SOC 2 was designed for deterministic systems. A system is deterministic when a given input reliably produces a given output and the decision chain is traceable. Access was requested, access was granted or denied, the event was logged. An auditor can verify that the control operated as designed because the evidence is complete and the logic is fixed.
AI systems are not deterministic in this sense. The same prompt sent to the same model can produce different outputs depending on temperature settings, conversation history, and distributional shifts in the underlying model weights. More critically, the internal reasoning that produced the output is not logged. You can capture inputs and outputs. You cannot capture the decision chain between them.
Regulators are beginning to require exactly what current audit practices cannot provide: documented evidence of how the system made specific decisions, not just what decisions it made. The EU AI Act's post-market monitoring requirements, NIST's MEASURE 2.5 practices, and ISO 42001's Clause 9 performance evaluation controls all point toward ongoing behavioral attestation — continuous evidence that the system's behavior matches its documented intent across the full distribution of inputs it actually encounters, rather than a point-in-time audit of controls.
Most vendors cannot produce this evidence today. The logging infrastructure doesn't exist, the evaluation methodology hasn't been defined, and the baseline against which drift would be measured was never established. A model card and a SOC 2 report together are not a substitute.

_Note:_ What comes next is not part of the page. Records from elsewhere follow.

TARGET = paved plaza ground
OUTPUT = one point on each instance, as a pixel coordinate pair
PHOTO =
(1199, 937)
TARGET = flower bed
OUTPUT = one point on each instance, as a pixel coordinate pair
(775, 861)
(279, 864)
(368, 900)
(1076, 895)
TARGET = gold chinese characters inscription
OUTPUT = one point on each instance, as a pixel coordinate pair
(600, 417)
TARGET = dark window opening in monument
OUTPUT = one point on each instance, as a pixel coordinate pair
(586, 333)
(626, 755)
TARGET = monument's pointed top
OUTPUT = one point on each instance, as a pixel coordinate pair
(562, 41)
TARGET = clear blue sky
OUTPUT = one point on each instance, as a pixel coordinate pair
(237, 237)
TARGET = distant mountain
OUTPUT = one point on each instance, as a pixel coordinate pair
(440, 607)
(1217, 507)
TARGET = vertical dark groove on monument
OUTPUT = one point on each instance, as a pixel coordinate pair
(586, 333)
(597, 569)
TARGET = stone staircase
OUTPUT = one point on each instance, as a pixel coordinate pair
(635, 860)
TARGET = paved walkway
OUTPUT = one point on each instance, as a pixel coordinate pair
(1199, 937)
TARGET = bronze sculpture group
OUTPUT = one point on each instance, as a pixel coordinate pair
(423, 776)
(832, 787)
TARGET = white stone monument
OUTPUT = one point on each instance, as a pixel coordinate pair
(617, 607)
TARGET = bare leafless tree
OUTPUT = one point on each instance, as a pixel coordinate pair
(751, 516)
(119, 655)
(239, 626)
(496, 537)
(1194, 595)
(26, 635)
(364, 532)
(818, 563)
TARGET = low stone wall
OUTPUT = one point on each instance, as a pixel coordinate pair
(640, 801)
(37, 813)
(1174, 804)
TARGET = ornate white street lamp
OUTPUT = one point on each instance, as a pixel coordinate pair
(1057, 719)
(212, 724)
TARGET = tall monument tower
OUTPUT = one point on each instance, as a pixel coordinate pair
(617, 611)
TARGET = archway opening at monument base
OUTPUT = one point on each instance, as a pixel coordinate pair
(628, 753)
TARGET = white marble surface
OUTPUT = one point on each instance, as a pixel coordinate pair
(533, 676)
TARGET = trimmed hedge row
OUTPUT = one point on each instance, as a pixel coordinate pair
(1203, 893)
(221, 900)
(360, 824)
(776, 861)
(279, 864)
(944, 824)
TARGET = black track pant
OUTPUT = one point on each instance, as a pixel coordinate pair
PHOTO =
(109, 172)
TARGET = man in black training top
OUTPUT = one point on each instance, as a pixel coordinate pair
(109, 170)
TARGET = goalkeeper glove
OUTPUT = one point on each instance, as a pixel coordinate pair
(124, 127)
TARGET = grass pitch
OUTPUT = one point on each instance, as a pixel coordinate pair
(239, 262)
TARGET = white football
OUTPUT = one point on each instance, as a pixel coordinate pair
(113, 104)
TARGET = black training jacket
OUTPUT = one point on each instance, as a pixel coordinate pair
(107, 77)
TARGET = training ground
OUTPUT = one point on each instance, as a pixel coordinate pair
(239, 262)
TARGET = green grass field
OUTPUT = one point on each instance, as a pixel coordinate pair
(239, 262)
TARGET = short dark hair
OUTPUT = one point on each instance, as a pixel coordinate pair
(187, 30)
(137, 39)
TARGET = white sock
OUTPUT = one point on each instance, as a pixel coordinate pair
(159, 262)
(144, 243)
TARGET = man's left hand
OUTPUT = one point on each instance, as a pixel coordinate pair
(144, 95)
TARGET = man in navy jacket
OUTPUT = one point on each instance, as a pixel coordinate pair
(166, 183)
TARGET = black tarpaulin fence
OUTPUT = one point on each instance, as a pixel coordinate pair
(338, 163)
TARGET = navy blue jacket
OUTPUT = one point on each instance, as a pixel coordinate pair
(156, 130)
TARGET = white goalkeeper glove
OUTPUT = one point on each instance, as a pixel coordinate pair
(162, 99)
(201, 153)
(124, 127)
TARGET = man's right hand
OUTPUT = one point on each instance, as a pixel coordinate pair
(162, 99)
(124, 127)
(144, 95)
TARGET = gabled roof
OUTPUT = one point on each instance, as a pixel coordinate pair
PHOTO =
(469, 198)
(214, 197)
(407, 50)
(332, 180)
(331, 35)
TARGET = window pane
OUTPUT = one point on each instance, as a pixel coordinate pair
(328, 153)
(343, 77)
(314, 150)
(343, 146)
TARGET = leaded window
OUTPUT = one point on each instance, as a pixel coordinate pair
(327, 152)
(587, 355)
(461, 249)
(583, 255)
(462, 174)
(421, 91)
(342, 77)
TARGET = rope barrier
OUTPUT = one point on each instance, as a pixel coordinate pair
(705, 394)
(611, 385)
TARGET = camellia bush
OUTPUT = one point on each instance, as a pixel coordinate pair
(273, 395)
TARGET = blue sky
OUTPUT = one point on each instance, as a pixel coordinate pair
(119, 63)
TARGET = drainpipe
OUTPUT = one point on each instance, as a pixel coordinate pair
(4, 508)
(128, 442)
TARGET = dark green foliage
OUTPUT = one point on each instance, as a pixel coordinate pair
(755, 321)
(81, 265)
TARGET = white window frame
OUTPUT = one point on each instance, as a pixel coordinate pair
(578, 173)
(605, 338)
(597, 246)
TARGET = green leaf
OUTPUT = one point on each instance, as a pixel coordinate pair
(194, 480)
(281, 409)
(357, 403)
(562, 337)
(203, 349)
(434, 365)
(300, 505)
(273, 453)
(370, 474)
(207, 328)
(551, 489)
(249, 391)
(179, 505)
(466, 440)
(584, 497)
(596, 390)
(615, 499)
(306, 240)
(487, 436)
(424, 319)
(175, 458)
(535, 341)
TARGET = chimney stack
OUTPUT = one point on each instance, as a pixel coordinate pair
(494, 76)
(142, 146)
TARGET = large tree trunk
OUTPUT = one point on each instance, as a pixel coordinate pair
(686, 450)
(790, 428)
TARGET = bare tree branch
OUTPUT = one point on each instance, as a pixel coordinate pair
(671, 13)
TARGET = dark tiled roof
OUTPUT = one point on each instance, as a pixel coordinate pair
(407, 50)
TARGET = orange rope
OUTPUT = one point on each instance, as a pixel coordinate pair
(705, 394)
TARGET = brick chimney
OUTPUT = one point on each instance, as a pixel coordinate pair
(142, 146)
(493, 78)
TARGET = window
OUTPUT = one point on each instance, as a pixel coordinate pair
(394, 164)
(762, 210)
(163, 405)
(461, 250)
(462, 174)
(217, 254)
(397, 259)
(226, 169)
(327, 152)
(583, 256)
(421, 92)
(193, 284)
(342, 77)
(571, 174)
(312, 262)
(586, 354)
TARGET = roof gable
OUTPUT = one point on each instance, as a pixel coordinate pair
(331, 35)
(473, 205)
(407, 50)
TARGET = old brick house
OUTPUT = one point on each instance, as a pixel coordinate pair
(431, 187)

When a federal procurement officer or a CISO asks whether a vendor is "enterprise-ready" on AI compliance, this is the specific question worth asking: does the documentation capture behavioral evidence from the system as deployed, over time, against a defined standard of appropriate behavior? Most current answers are incomplete, and the vendors asking you to accept them probably know it.
Okta Concept Mapping
The closest IDAM analogy is SOC 2. Both frameworks ask a third party to verify that a system behaves as claimed, using documented controls and periodic evidence review. The analogy holds for the governance structure: policies exist, controls are defined, audits happen on a schedule. The evidentiary model is where it stops holding. SOC 2 asks whether a control ran and gets a binary answer — the log either shows the access event or it doesn't. An AI audit asks whether the model behaved appropriately and cannot get a binary answer, because "appropriate" is a function of the input distribution, the deployment context, and the evaluation methodology, none of which SOC 2's framework was designed to specify or verify. The gap is architectural, not procedural.